GRYLLS: We really wanted to blow up this idea of a high art and low art. There’s a false separation between the two. Why can’t people just stumble upon Shakespeare inside this game?

CRANE: And also, why isn’t a video game just as valid an art form as classical theater? GTA is a phenomenal cultural achievement.

GRYLLS: There’s something incredibly deadening about this idea that going to go see a Shakespeare play is almost like eating your greens. Why should it be like that?

A still from Grand Theft Hamlet, captured in-game.

WALD: Speaking to the class element, it costs $60 to buy the game. And from that point on, you can be a player. You can perform Shakespeare. But to become an actor in the real world, you need lessons and performances and camps. This format, beyond even being digital, is the truest possible leveling ground. 

GRYLLS: My filmmaking has always been about the banality of the creative act. I made a film called The Hour, about actors the hour before they go on stage at the National Theater in London. I was interested in the banal nature of actors and people. They’re just people, and yet they are transformers. They transform themselves into gods, into something that feels almost untouchable. There’s something beautiful about humans in ordinary circumstances, in boring lives, making a magical thing like a piece of play or art. And if you even think about Shakespeare himself, he’s probably incredibly ordinary. He probably had a very day-to-day life. There’s something magical about that. 

WALD: Like how Elvis died on the toilet, right? I’d like to throw a thought your guys’s way: people are bearish on Gen Alpha and Gen Z. They’re on their phones too much. They’re too entwined with the digital world. But I wonder if maybe we might witness the kids who stream and perform on Twitch blossom into the next great Shakespearean actors.

GRYLLS: It’s a really interesting question, because I wonder how the world that you grew up in changes you as a storyteller. My grandmother, for instance, was a brilliant storyteller. She could just sit and tell a story that just went on and on. I always thought that was because there wasn’t much entertainment when she was young. She grew up quite poor, and literally just sat around and told stories and sang songs when she was a child. And is that something that we’ve lost, or is this generation doing that but through a digital [medium]?

CRANE: As generations go on, you think, “Oh, they’ve lost this way of doing that.” But what if you don’t engage with that culture; yes, some video games are not great. Some TikToks are probably shit. But you can find people who are using that form in a really clever, sophisticated way. 

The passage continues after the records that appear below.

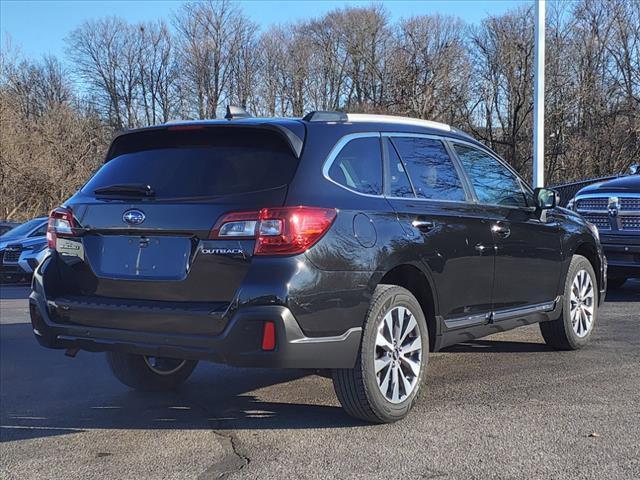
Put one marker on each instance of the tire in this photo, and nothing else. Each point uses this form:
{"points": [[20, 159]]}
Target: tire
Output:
{"points": [[359, 389], [138, 372], [614, 283], [563, 333]]}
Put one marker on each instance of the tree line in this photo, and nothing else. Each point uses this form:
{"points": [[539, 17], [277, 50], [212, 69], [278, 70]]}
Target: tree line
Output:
{"points": [[58, 115]]}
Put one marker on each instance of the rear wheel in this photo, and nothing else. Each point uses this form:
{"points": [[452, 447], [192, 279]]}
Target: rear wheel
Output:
{"points": [[579, 311], [392, 360], [613, 283], [149, 373]]}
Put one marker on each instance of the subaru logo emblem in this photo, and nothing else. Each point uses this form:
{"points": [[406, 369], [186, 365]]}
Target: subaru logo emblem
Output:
{"points": [[133, 217], [613, 206]]}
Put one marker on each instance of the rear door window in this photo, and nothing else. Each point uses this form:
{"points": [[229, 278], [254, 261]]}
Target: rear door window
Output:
{"points": [[492, 181], [430, 168], [358, 166], [399, 183], [205, 162]]}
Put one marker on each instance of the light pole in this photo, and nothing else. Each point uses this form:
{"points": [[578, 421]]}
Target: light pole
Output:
{"points": [[538, 97]]}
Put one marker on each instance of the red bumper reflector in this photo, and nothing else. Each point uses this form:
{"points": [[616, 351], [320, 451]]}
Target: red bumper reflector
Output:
{"points": [[269, 336]]}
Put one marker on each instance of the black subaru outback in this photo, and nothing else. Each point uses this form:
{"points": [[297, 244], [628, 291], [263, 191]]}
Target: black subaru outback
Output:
{"points": [[355, 243]]}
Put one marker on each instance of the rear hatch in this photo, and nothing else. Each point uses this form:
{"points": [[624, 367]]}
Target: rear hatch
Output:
{"points": [[142, 248]]}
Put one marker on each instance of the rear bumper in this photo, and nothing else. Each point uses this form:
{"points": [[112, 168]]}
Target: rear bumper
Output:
{"points": [[239, 344]]}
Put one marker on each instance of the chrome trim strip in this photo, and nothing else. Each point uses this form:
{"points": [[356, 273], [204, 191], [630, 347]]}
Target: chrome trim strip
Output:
{"points": [[607, 195], [508, 313], [364, 117], [500, 315], [467, 321], [337, 338]]}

GRYLLS: The problem is that media is so ubiquitous and people are making so much stuff that it’s hard to wade through the shit stuff to get to the good stuff. 

CRANE: The way we access stuff now is so controlled, algorithmically, that it’s difficult for truly interesting stuff to find a way through. When you’re scrolling through Instagram, you probably get the same type of comedy again and again and again and again, because that stuff plays well. I remember watching Twin Peaks on terrestrial television for the first time and being totally entranced by it. I would never have thought to watch that. No algorithm would have given me that.

WALD: What has it been like now, doing press, touring, and talking about the film, but also being so far removed from the actual moment in which it was created?

CRANE: It does seem like a kind of distinct period of time now. It’s weird, because when we were making it and getting it out there, it felt almost like our present moment, because [COVID] had just happened. Now, when I occasionally watch the film again or talk about it, COVID does seem like a moment in history.

GRYLLS: I think maybe when we were doing it, we really did know that it was something special, if I’m being honest. We knew nobody else gave a shit yet, but we gave a shit. And now we’re starting new projects and we feel like we’ve gone up this mountain and seen this amazing view, and we know what it’s like to do something that’s quite successful. We’re now at the bottom of the mountain again. It’s sort of like the trial of Sisyphus. Now we’ve got to start from the beginning with something, and no one cares, except people do care more. But they still don’t really care. That’s the point, you know?